Paul Revere, Social Graph, Speculative Writing

The readings about networks and graphs. Facebook has what it calls a social graph, which is the data it maps about all our connections. I can’t do the mathematics behind it, but it is potentially very powerful, as this post from Ditte shows. In a similar vein when the Snowden story broke recently there were arguments that if the government harvested all this information about you, and you weren’t doing anything wrong, then what was the issue. (We’ll put to one side questions about sovereignty, privacy, the assumption of privacy and so on.) Sociologist Kieran Healy, using a social graph, wrote an extraordinary (speculative – note it is framed as if written from London in 1772, calls its data set Bigge Data – as in ‘olde worlde’ – and mentions an upcoming EDWARDx – TedX – talk) blog post that used this same mathematics and theory to ‘prove’ that Paul Revere was a terrorist. For those that don’t know, Paul Revere was the person who rode through Boston (there is literally a line painted on the road, in Boston today, so you can retrace his famous ride) yelling that the “British are coming!” and alerting the American patriots to the oncoming British soldiers in the American Revolution. He essentially set up an intelligence unit. He is the American hero (patriot, solider, prosperous silversmith, Bostonian, subject of a famous poem), and as Healy shows, by using the social graph (nodes and links) you can demonstrate that Revere was a hub, and therefore a terrorist. As Healy writes:

What a nice picture! The analytical engine has arranged everyone neatly, picking out clusters of individuals and also showing both peripheral individuals and—more intriguingly—people who seem to bridge various groups in ways that might perhaps be relevant to national security. Look at that person right in the middle there. Zoom in if you wish. He seems to bridge several groups in an unusual (though perhaps not unique) way. His name is Paul Revere.

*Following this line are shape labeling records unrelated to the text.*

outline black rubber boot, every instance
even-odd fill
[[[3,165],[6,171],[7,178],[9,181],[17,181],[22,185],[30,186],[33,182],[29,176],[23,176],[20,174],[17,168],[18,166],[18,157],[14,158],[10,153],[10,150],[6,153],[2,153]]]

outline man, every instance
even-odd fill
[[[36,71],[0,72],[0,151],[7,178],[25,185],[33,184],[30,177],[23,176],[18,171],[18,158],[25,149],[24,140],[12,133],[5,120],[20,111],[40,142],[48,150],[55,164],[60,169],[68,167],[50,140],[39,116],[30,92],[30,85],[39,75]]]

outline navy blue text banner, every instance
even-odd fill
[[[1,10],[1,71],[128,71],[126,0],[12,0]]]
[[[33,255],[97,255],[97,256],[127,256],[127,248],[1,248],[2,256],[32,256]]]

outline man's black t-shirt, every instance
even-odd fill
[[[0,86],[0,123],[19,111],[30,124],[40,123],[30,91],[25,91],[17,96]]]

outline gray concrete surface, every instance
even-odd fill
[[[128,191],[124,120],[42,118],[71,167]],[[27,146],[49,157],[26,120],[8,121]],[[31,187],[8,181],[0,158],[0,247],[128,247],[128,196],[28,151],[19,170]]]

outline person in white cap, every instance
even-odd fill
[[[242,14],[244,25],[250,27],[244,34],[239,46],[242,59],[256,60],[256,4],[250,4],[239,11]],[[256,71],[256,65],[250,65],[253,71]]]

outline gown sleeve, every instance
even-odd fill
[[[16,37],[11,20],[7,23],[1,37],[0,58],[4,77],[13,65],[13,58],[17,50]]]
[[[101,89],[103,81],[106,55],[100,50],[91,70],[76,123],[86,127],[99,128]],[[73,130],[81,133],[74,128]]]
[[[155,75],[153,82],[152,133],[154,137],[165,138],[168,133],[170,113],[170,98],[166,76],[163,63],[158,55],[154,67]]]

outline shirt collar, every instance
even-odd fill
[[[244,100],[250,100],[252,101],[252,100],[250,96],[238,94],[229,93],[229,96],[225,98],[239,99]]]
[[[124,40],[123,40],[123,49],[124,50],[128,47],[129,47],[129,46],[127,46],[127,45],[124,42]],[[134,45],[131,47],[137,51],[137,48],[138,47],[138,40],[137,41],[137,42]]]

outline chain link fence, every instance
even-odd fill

Once again, I remind you that I know nothing of Mr Revere, or his conversations, or his habits or beliefs, his writings (if he has any) or his personal life. All I know is this bit of metadata, based on membership in some organizations.

The point he is making is that just based on social links a lot of information is known, but then add one or two assumptions (as he points out, he knows nothing about these people) and it is easy for this information to shift from being information, to knowledge, to an exercise of unreasonable power.

Big Lev

Dominic on Manovich on stories and databases and long tails and YouTube. Courtney on database, narrative, games. Boglarka and databases and narrative. Samuel picks up the semiotics of Manovich with the paradigm versus syntagm discussion. Isabella has a good gloss on Mr Lev Manovich’s essay. Brittany links to a biography. Tamrin discusses narrative and database. Tom on games, database, narrative – friend or foe? Courtney has a YouTube clip explaining what a database is and why they’re useful. And Courtney on the reading and how for Manovich the world is just a big collection of stuff (a database). Begs the question, is narrative then a less ‘authentic’ depiction of the world than a list? And Rebecca on games, narrative, databases, lists and stories.